3° Elle méconnaît l’enchaînement des vérités religieuses. — Non ; elle se borne à tenir en lumière les principales de ces vérités, pour en faire la base de l’enseignement public et le lien de l’Église : chacun conserve la pleine liberté de coordonner ses croyances selon les besoins de son esprit ou de son cœur. Une confession de foi n’est pas une dogmatique ; elle ne doit pas l’être, et elle laisse une entière latitude à l’œuvre de la théologie. — « Tout se tient, dit M. de Lamennais, rejeter un point, c’est les rejeter tous, et il n’y a pas de milieu entre le catholicisme et l’athéisme » ; M. Maret dit aujourd’hui : « entre le catholicisme et le panthéisme » ; M. Nicolas : « et le socialisme » ; Bossuet disait : « et le déisme ». —
D’abord, dans la doctrine des points fondamentaux on ne rejette pas les points secondaires ; c’est un fait qu’il ne faut pas se lasser de répéter : on leur laisse leur place et leur importance relative, on veut que tout ce que la conscience individuelle trouve dans les Livres saints soit reçu par elle avec foi et appliqué avec soumission ; seulement, on n’exige pas que tous les docteurs de l’Église soient parvenus sur ces points là au même degré de lumière, à la même conception ou à la même formule. Ensuite, le simple bon sens fait justice de cette logique absolue qui dit toujours : tout ou rien. Tant pis pour le système qui ne peut céder sur un seul iota, sans s’en aller tout entier ! L’incrédulité, qui dévore la partie éclairée de l’Église romaine, et la superstition, qui enchaîne et dégrade l’autre, nous donnent sur la valeur du principe qu’on nous oppose un bien solennel avertissement. Et puis, l’argument atteindrait le Catholicisme lui-même ; car le Catholicisme distingue profondément, répétons-le, entre les dogmes définis par l’Église et les théories théologiques. Les décisions de l’Église ne forment un système, ni dans leur ensemble, ni sur aucun article pris à part. On peut donc leur reprocher aussi de méconnaître l’enchaînement des vérités religieuses.
4° On a varié sur la nature, sur le nombre des points fondamentaux et sur les caractères auxquels ils se font reconnaître. — Mais, parce qu’on a voulu en établir la nomenclature et la preuve par des méthodes diverses, s’ensuit-il qu’ils n’existent pas ? Quelle est la doctrine contre laquelle on ne puisse diriger plus ou moins des arguments de cette sorte ?

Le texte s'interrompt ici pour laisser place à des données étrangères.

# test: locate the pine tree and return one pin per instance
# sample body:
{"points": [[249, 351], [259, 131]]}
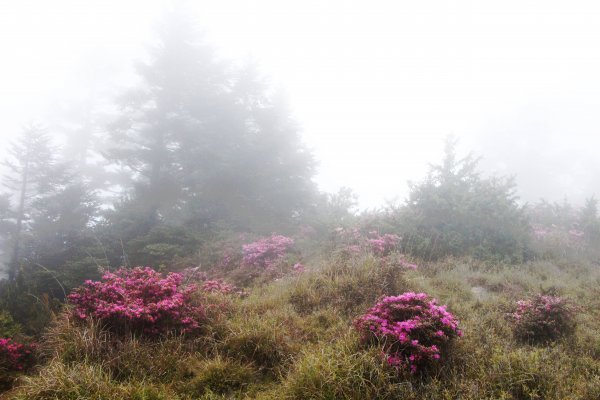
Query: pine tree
{"points": [[205, 140]]}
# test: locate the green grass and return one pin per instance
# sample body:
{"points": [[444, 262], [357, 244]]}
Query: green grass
{"points": [[293, 339]]}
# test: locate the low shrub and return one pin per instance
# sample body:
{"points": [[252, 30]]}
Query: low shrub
{"points": [[382, 245], [543, 318], [267, 252], [139, 300], [219, 376], [412, 329], [15, 358]]}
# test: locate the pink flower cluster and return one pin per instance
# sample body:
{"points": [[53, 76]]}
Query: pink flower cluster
{"points": [[267, 252], [406, 264], [15, 356], [412, 328], [139, 300], [298, 268], [543, 318], [383, 245], [218, 286]]}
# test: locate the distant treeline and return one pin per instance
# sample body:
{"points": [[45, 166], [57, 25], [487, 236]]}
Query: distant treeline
{"points": [[202, 150]]}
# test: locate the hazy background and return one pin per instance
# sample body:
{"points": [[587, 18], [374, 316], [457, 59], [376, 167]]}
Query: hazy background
{"points": [[376, 86]]}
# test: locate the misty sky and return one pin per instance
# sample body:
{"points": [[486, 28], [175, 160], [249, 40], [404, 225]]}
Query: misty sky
{"points": [[375, 85]]}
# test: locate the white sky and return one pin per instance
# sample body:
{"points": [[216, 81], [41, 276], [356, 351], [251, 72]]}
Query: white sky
{"points": [[376, 85]]}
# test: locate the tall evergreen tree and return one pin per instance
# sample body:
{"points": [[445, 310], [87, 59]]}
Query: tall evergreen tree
{"points": [[33, 172]]}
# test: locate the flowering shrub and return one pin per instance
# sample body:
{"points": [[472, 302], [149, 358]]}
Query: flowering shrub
{"points": [[266, 252], [413, 330], [298, 268], [543, 318], [383, 245], [15, 356], [140, 300]]}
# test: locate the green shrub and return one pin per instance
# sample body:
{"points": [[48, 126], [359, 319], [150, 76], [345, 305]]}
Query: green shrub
{"points": [[219, 376]]}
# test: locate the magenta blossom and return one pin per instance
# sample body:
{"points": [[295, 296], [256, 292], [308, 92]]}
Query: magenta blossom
{"points": [[140, 300], [412, 328]]}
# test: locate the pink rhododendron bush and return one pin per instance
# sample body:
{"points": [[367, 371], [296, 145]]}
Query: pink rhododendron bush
{"points": [[412, 328], [543, 318], [267, 252], [354, 241], [15, 358], [139, 300], [383, 245]]}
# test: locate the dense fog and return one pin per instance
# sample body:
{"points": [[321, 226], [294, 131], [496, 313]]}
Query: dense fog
{"points": [[374, 93]]}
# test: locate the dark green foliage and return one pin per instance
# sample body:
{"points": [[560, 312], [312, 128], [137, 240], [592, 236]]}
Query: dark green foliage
{"points": [[205, 141]]}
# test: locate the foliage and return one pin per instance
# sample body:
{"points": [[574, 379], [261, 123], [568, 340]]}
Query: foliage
{"points": [[383, 245], [457, 212], [139, 300], [203, 140], [267, 252], [543, 318], [15, 356], [413, 330]]}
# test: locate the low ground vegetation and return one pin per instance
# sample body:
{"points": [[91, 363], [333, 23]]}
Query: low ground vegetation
{"points": [[295, 336]]}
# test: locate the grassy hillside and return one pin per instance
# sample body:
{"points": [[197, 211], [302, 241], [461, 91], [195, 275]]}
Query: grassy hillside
{"points": [[293, 338]]}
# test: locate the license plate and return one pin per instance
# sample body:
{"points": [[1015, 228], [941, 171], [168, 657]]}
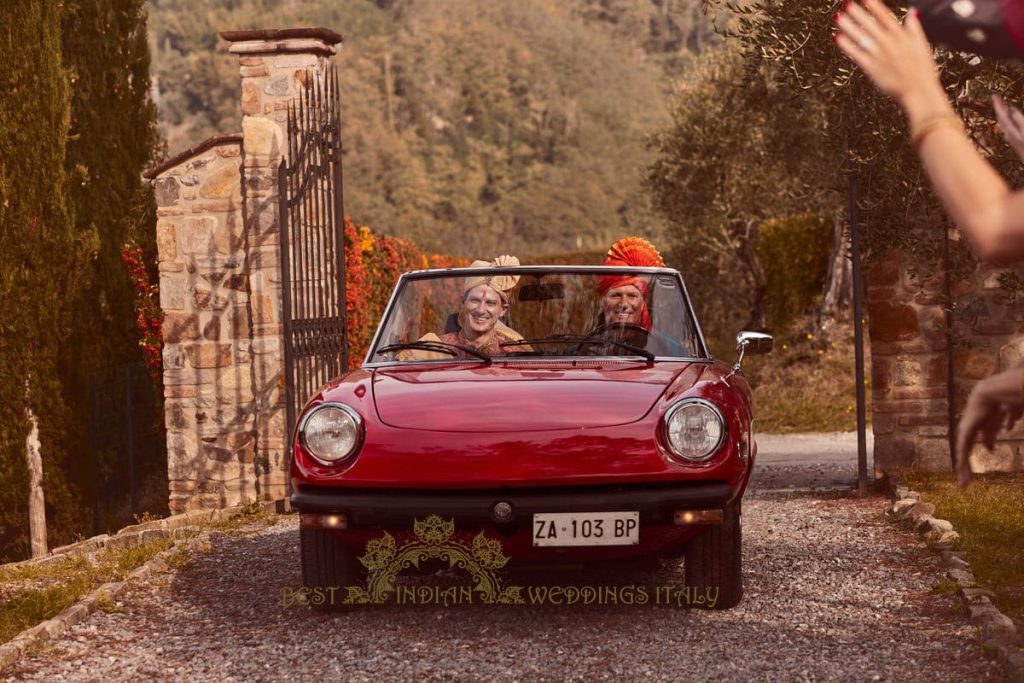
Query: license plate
{"points": [[586, 528]]}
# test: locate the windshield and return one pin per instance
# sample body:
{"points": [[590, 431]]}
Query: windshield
{"points": [[538, 312]]}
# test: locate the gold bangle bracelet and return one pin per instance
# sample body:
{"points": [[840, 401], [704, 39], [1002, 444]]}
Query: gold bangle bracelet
{"points": [[926, 126]]}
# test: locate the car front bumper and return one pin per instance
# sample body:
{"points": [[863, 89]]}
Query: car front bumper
{"points": [[397, 507]]}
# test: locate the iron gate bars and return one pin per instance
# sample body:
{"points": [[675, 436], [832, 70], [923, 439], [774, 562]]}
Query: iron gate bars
{"points": [[312, 256]]}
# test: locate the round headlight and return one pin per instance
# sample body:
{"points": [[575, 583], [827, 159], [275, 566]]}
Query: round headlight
{"points": [[331, 432], [694, 429]]}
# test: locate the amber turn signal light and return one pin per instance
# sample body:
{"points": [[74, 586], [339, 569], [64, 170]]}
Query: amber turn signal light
{"points": [[681, 517]]}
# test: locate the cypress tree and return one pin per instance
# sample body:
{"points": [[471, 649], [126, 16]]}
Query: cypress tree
{"points": [[112, 138], [38, 252], [77, 126]]}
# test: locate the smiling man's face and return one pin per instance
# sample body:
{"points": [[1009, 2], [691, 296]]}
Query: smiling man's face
{"points": [[482, 307], [623, 304]]}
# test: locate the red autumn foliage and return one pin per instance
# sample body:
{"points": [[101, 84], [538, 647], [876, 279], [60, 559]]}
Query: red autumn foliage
{"points": [[150, 317]]}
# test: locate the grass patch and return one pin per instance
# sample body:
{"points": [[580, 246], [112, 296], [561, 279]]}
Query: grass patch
{"points": [[34, 594], [807, 383], [989, 517]]}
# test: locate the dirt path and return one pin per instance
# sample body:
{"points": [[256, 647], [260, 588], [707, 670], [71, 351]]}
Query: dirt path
{"points": [[834, 593]]}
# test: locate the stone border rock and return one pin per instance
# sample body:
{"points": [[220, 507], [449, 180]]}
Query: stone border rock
{"points": [[997, 633], [169, 527]]}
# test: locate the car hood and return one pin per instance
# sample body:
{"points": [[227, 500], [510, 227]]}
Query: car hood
{"points": [[507, 398]]}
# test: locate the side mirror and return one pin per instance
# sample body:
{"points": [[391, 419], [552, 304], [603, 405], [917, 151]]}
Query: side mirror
{"points": [[754, 343]]}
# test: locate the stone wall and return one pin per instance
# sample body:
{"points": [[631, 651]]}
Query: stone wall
{"points": [[204, 291], [932, 339], [218, 248]]}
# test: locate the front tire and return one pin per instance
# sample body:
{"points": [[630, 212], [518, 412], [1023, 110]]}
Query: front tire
{"points": [[714, 561], [328, 568]]}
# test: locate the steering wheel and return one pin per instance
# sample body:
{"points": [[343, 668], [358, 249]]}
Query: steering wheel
{"points": [[612, 334]]}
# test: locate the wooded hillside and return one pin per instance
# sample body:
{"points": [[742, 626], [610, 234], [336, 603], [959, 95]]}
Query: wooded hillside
{"points": [[470, 127]]}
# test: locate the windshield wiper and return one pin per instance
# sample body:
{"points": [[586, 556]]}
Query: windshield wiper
{"points": [[442, 347], [574, 339]]}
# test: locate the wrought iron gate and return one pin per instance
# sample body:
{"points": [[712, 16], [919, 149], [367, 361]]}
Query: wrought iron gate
{"points": [[312, 256]]}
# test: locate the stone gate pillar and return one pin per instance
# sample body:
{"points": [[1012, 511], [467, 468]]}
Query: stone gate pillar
{"points": [[218, 248], [275, 67]]}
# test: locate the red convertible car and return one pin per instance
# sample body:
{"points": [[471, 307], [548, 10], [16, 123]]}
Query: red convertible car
{"points": [[571, 413]]}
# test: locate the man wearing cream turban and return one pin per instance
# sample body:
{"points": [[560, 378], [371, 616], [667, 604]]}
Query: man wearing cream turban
{"points": [[484, 301]]}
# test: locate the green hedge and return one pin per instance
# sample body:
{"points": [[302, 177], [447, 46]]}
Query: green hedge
{"points": [[794, 253]]}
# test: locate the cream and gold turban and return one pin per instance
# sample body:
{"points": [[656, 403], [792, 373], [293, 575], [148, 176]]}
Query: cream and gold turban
{"points": [[502, 284]]}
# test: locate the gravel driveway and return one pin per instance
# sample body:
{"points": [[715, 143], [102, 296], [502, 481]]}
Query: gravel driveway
{"points": [[834, 593]]}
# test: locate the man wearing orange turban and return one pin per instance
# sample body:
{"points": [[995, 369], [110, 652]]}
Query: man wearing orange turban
{"points": [[624, 298]]}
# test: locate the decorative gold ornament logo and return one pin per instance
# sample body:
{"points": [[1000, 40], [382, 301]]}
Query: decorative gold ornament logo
{"points": [[435, 540]]}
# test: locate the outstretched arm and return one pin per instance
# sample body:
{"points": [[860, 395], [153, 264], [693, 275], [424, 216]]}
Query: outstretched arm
{"points": [[897, 57]]}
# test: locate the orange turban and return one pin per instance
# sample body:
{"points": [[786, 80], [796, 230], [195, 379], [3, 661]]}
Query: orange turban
{"points": [[636, 252]]}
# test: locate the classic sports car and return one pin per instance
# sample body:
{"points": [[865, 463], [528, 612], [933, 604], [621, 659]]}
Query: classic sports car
{"points": [[573, 413]]}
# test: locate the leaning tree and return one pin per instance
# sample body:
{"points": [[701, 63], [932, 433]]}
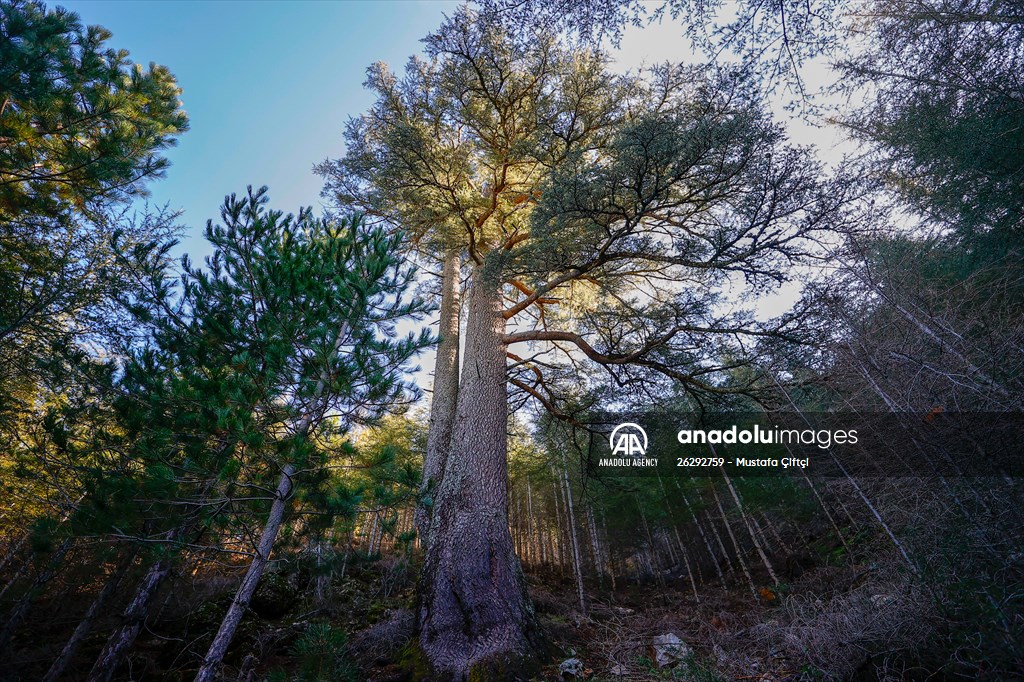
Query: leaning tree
{"points": [[599, 217]]}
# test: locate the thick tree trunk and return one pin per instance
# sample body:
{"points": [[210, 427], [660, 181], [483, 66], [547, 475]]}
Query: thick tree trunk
{"points": [[474, 613], [445, 394], [248, 588]]}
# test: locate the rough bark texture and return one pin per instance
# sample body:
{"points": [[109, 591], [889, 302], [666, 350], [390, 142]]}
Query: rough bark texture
{"points": [[85, 625], [475, 619], [445, 394], [248, 588], [119, 643]]}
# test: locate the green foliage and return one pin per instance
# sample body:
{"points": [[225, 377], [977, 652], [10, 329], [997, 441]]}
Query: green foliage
{"points": [[80, 124], [946, 115], [321, 651]]}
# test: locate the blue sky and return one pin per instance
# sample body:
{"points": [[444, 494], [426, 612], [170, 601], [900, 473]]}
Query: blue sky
{"points": [[267, 87]]}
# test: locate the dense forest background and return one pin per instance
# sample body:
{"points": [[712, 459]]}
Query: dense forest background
{"points": [[228, 470]]}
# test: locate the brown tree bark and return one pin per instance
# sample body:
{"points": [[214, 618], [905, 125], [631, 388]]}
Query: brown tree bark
{"points": [[85, 625], [474, 614], [240, 604], [445, 394]]}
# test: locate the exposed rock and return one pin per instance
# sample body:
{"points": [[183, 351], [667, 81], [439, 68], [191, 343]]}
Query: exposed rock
{"points": [[571, 669], [384, 640], [669, 649]]}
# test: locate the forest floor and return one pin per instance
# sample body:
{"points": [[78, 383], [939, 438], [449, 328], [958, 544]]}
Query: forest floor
{"points": [[363, 632]]}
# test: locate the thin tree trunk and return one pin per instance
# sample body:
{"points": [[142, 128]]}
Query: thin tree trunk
{"points": [[576, 543], [85, 625], [735, 545], [750, 527], [17, 613], [240, 604], [704, 537], [131, 622]]}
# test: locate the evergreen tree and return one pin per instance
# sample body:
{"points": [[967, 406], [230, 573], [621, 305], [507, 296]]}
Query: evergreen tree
{"points": [[581, 202]]}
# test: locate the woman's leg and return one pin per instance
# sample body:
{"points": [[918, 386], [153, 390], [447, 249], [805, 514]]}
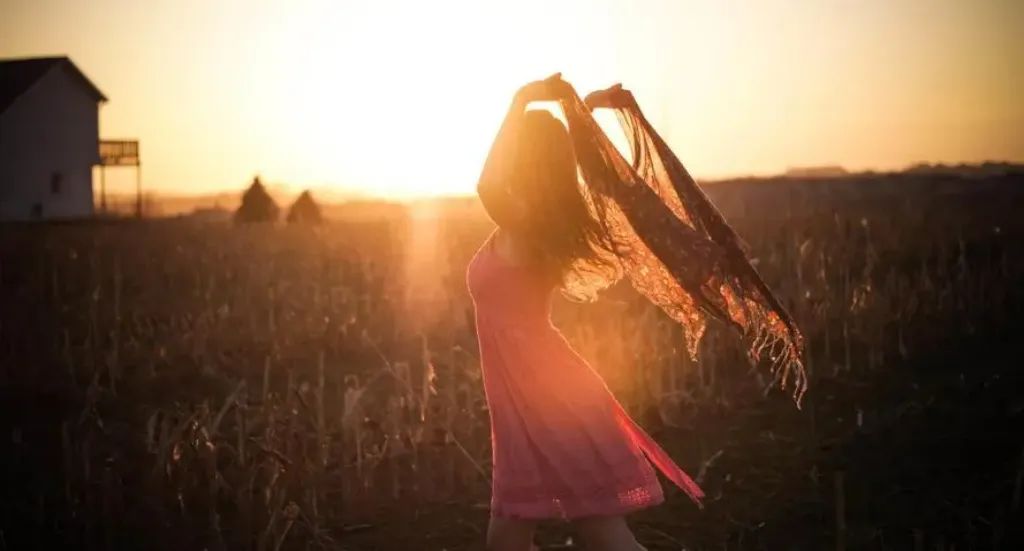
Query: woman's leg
{"points": [[510, 535], [606, 534]]}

Les deux objections les plus communes au sein du Protestantisme sont que : poser des points fondamentaux et des points non fondamentaux, c’est 1° nier le salut des personnes qui n’admettent pas les premiers dans l’étendue et sous la forme qu’on leur donne ; 2° attacher peu d’importance aux derniers et les négliger plus ou moins. — Ces objections ne font que reproduire celles du Catholicisme, sous une autre forme. Elles tombent aussi, par conséquent, dès qu’on envisage la doctrine des points fondamentaux dans ses rapports avec l’Église, comme principe d’ordre, comme moyen d’union, au sein des innombrables diversités de vues et de tendances individuelles qu’il ne serait ni possible ni bon de comprimer, mais qu’il faut régler au degré nécessaire pour maintenir dans la Société religieuse l’harmonie générale de direction, d’enseignement et de culte. Ainsi envisagée, cette doctrine ne préjuge rien, ni sur le sort des âmes qui ne reçoivent pas intégralement les articles de foi qu’elle pose, ni sur l’importance propre des points qu’elle laisse indéterminés.